The CSLers with international caps

By Ralph 'Onz' Chery

The CSLers with international caps

NY Pancyprian Freedoms forward Shavon John-Brown in a match with Grenada. Grenada Football Association Images


By Ralph 'Onz' Chery

Nov. 25th, 2018


The odds of a professional player to earn a national team cap is about six percent. The CSL’s top flight is in the fifth tier of the U.S. soccer pyramid yet five of the registered players have represented their countries.

Cedar Stars Academy midfielder Danny Szetela was a member of the U.S. men national team from 2007 to 2008, NY Pancyprian Freedoms forward Alecko Eskandarian played a game for the U.S. in 2003, his teammate, Shavon John-Brown is currently playing for Grenada.

Lansdowne Yonkers F.C.’s midfielder Dawda Bah took part in nine matches for Gambia from 2000 to 2011 while his teammate Aaron Dennis is a member of the United States Virgin Islands national team.

Before playing for the United States men’s team, Szetela starred in the country's youth national teams. The Jersey native netted two goals in four games in the U-17 2003 World Cup, in which he was the second youngest player in the Yanks’ roster.

Szetela later played in the U-20 World Cup in 2007. He tallied three goals in the tournament, including a brace against his parents’ country, Poland—he kissed the U.S.A logo on his jersey after scoring his first goal.


Danny Szetela celebrating with his teammates after scoring in the U-20 World Cup in 2007 versus Poland. USA TODAY Sports Images


The 31-year-old played versus megastars as Marcelo, Luis Suarez, Edinson Cavani in the 2007 U-20 World Cup.

Four months after the U-20 World Cup, Szetela made his debut with the men’s team in a friendly versus Switzerland. His career with the youth national team was astounding but doesn’t compare to the joy he felt when he played for the men’s team.

“It was awesome. Many times as a player, when you get to represent your country it’s an honor,” Szetela said. “I played with the youth national team in the U-20 World Cup, the U-17 World Cup, the Olympics but when you step on the field to play with the full team it’s a different feeling.”

The Cosmos B captain rolled his terrific youth national career into his first cap on the senior team, assisting Michael Bradley’s 1-0 winner in the 86th minute at 20 years of age.

After the match versus Switzerland, Szetela only played in two more matches for the U.S. The American’s international career ended prematurely but as mentioned there’s two other CSLers who’s names are still on a national team's roster: John-Brown and Dennis.
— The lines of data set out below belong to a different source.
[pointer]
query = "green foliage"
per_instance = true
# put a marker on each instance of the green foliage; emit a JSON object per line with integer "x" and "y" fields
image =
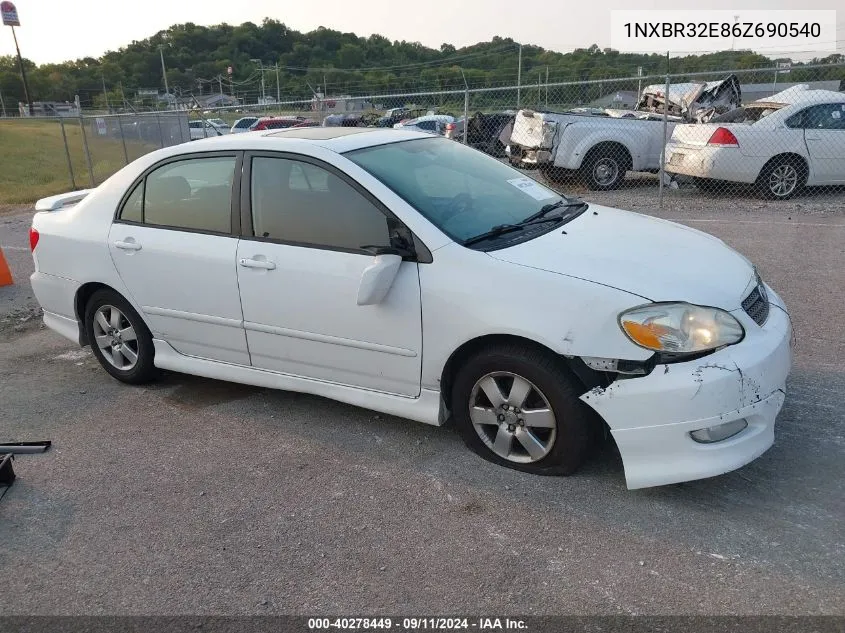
{"x": 346, "y": 62}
Although John-Brown was born in Canada, the 23-year-old decided to play for his parents’ country of birth and the country where he was raised, Grenada.


NY Pancyprian Freedoms forward Shavon John-Brown representing Grenada. Grenada Football Association Images


It started in 2012, when he was 16. The Pancyprians’ forward was subbed in the 80th minute in Grenada’s match versus Guyana, which they ended up losing, 2-1.
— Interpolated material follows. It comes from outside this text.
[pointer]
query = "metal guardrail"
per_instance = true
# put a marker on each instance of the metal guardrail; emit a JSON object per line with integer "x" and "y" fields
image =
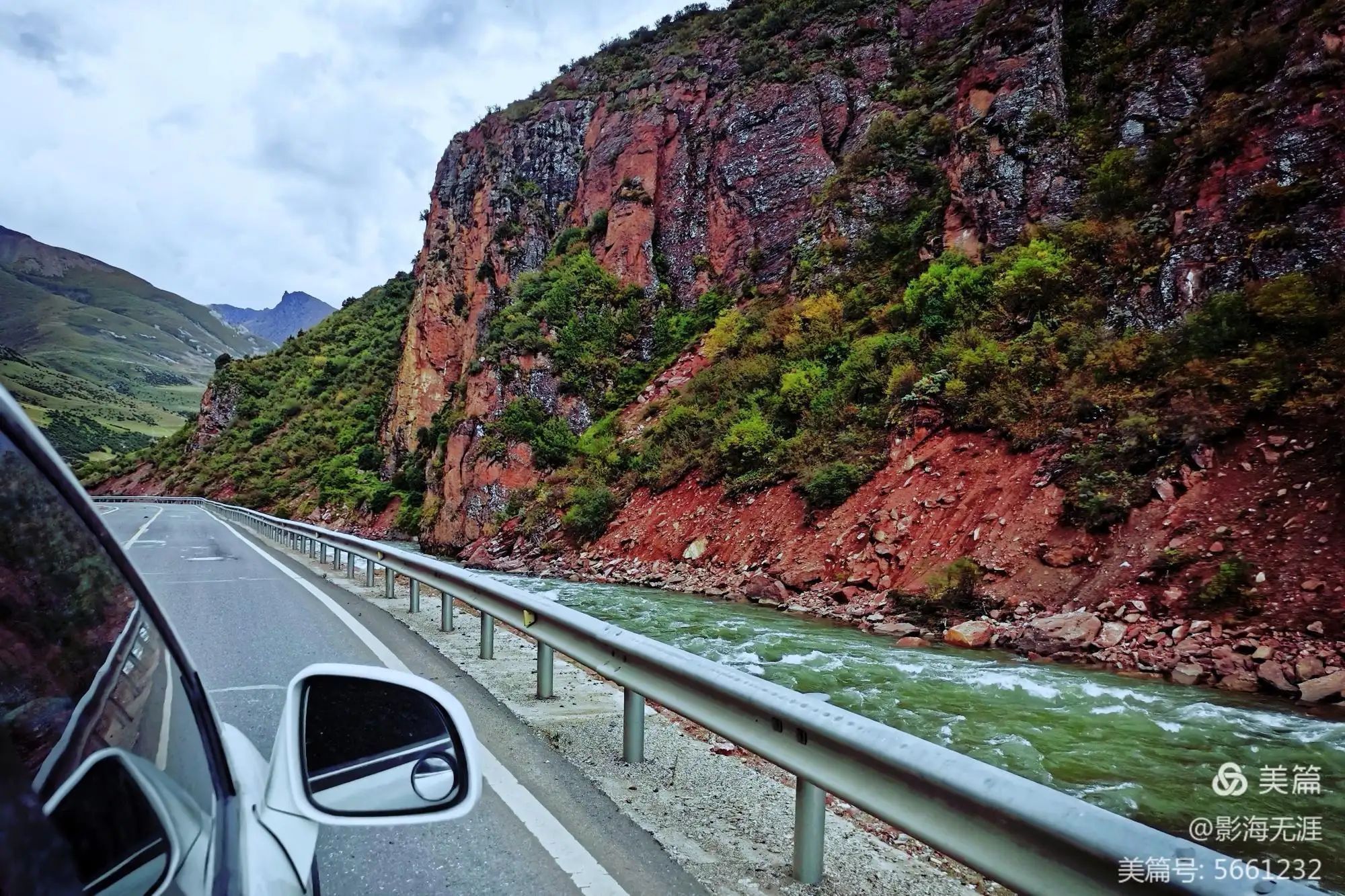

As expected 16-year-old John-Brown wasn’t the most confident player on the pitch.

“I’ve never been so scared to play football in my life,” the Canadian-born joked. “[But] it was a great experience to be around some of the players I always looked up to, for example Shane Rennie, just being around the team I learned a lot.

“I just was a little scared when I came on the field but after my first touch everything started to fall in place.”

Everything did start to fall into place, John-Brown has now played in 17 matches for Grenada, scoring four goals. He was on target versus Sint Maarten, bagged a brace against Porto Rico in the last World Cup qualifiers and also found the net against Saint Lucia in a friendly.

Things fell into even better places, the starlet was selected as Grenada Player of the Year in 2017. John-Brown last played for the Spice Boyz on November 16th in a 5-2 win over Saint-Martin, in which he racked an assist.

17 international caps, four goals and 2017 Grenada Player of the Year award at 23 isn’t enough to quench John-Brown’s thirst for success.

“I don't think I can say I'm satisfied with where I am because that would be a lie, I do think I can take it to another level, which I'm willing to do right now,” he said.

John-Brown started playing in the CSL with the Freedoms this season and already found something from the club he wants to transfer into Grenada’s national team, who’s coached by a former Pancyprians player, Shalrie Joseph.

“My first season there [with the Freedoms] is one of a kind,” the Grenada midfielder said.

“I can tell you that the group of guys there, anyone would love to play with them, the team spirit and determination is there, that's what I'm trying to bring into the national team, because once you got a team that is willing to work for each other, it can take that team a long way.”

John-Brown is the Freedoms’ top scorer in the CSL, tallying five goals in as many appearances.

As for the other three players with international caps in the league, Dennis, who played two matches for United States Virgin Islands this year, notched one CSL goal after joining Lansdowne in October. Former Gambia international Bah has two CSL goals to his name so far this season while ex-U.S.A striker Eskandarian has yet to play for the Freedoms this campaign but was on the scoring sheet three times in two outings last season.